Page 68 - hnc_hikaye_yarismasi
P. 68
Hasan Nail Canat Hikâye Yarışması
Deri çizmelerinin topukları koridorun ahşap zeminini döverken, adımlarının
yankıları alelacele yazılmış kısa bir ayrılık mektubunun hece vuruşları gibi
birbirine karışıyordu. Az sonra elinde bir tomar kâğıtla geldi.
“Bak!” dedi içlerinden birini odanın boğucu loşluğuna savururken. “On
yaşımdan beri bana yazdırdıkların! Bıkmadan usanmadan sayfalarca yazdırdığın
tek harf!” Diğer sayfalara geçti savruluş sırası. “Aynı harf! Hep aynı harf, baba!”

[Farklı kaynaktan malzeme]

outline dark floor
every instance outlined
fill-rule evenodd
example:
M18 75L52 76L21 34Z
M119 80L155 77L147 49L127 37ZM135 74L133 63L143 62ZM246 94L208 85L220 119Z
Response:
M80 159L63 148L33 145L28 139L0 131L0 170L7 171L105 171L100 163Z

Babasının doğrulup bileğini tuttuğunu, kolunu kıpırdatamadığında idrak etti.
“Masama bırak onları. Topla ve masama bırak, Garîb.”
Bir süre guruba bakar gibi birbirlerine baktılar.
Farhad Bey önüne dönüp, ikinci kâğıdı da lekeleyen kalemi kemik maktaya
bıraktı. Elini masanın sol yanından sarkan çaputa sildi. Yerinden kalkarak ağır
adımlarla pencere önü berjerine geçti. Ellerini kararlılıkla önde kavuşturdu.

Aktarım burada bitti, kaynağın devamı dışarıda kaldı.